Page MenuHomePhabricator

Can't SSH to mw1290.mgmt
Closed, ResolvedPublic

Description

The host itself looks ok

Event Timeline

From time to time the mgmt/idrac becomes unresponsive, we will need to power off the host for 10-30secs. Please depool this server and we'll take care of it.

depooled

17:09 <+logmsgbot> !log dzahn@cumin1001 conftool action : set/pooled=no; selector: name=mw1290.eqiad.wmnet

Dzahn triaged this task as Medium priority.

downtimed in Icinga for an hour.. mgmt and server and all services on them.

first attempt the server came back just fine but mgmt was not fixed yet. we are trying a second time and leave it off longer.

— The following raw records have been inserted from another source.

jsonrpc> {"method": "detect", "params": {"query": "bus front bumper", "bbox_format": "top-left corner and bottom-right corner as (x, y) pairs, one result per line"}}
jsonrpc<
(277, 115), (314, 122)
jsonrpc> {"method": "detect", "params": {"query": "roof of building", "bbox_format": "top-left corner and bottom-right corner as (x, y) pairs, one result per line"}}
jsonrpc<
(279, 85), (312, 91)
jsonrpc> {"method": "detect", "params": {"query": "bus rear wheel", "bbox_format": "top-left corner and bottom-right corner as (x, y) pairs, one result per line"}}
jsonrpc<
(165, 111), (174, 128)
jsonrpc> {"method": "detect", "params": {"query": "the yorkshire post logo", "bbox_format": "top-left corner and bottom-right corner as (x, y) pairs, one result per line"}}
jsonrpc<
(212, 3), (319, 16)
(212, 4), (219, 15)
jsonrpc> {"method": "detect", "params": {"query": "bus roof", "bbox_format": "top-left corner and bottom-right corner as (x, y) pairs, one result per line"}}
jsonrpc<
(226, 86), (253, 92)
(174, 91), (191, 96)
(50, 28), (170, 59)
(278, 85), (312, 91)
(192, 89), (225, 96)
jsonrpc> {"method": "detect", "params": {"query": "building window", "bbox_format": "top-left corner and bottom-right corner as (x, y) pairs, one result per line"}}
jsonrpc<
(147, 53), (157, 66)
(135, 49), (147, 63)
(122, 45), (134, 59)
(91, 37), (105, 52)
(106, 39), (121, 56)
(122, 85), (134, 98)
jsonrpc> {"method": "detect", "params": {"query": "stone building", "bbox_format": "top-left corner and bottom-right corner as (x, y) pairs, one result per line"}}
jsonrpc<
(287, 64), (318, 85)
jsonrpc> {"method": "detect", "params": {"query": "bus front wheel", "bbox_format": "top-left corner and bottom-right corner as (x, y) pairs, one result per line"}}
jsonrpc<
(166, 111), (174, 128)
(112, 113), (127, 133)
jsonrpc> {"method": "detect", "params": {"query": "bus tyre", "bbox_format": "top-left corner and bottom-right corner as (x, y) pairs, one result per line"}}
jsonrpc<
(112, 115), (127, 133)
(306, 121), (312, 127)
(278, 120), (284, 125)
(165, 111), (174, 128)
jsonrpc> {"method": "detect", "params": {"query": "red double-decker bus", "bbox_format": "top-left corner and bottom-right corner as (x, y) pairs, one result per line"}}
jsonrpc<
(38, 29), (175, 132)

Mentioned in SAL (#wikimedia-operations) [2019-09-30T21:47:55Z] <mutante> mw1290 - scap pull to get it in sync with latest deployment - it was down during scap run for T234153

rebooting it unfortunately did not fix mgmt yet. currently pooled again.

@Dzahn the server needs to be powered off and power removed...can you depool again and leave it depooled for 24 hours please. I will update the task once complete.

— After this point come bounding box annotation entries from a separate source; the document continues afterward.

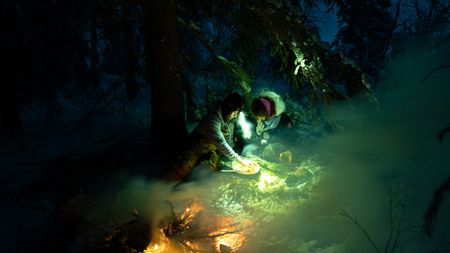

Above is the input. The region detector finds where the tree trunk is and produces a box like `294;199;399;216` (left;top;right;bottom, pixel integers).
146;0;187;155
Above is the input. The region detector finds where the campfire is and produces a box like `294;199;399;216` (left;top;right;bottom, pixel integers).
143;200;253;253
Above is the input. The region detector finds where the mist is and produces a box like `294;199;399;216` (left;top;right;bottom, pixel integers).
71;44;450;253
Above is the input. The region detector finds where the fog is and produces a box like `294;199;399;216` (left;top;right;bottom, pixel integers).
110;42;450;253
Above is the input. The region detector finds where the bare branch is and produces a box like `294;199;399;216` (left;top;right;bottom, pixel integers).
340;210;380;253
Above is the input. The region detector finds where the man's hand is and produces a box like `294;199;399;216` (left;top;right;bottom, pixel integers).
233;157;260;174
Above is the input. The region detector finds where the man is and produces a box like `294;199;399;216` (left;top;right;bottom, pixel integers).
165;92;259;181
244;91;293;162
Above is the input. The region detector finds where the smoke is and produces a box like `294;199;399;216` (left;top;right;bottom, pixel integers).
89;43;450;253
239;44;450;252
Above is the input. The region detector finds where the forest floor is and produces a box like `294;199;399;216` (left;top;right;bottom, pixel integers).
0;121;322;252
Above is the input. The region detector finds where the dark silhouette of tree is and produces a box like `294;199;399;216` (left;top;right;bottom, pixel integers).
329;0;399;82
423;177;450;237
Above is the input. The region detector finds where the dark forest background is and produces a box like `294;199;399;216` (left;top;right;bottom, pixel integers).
0;0;450;252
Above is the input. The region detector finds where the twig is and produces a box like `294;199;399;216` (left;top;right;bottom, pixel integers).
340;210;380;253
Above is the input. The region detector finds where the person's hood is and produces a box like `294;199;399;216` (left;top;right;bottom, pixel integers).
259;91;286;115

@Cmjohnson Depooled and scheduled an Icinga downtime for about 2 days. Go ahead.

Mentioned in SAL (#wikimedia-operations) [2019-10-03T19:40:37Z] <mutante> mw1290 - depooled and scheduled downtime in Icinga for hardware maintenance T234153

@Jclark-ctr checked on this. (Thanks!) but this still needs to happen. One minute i could SSH to it just fine and 12 minutes later it was alerting in Icinga again. So it keeps being "from time to time" and Chris' comment " we will need to power off the host for 10-30secs." still stands.

I checked it was already repooled meanwhile by somebody and ACKed it in Icinga.

Agreed with Jclark we can do it next week when he is back onsite. It's not urgent.

flea power was drained by Jclark.

I can ssh to mgmt (faster than before). Looking good so far.

Works for now. If we see it again we will just reopen this.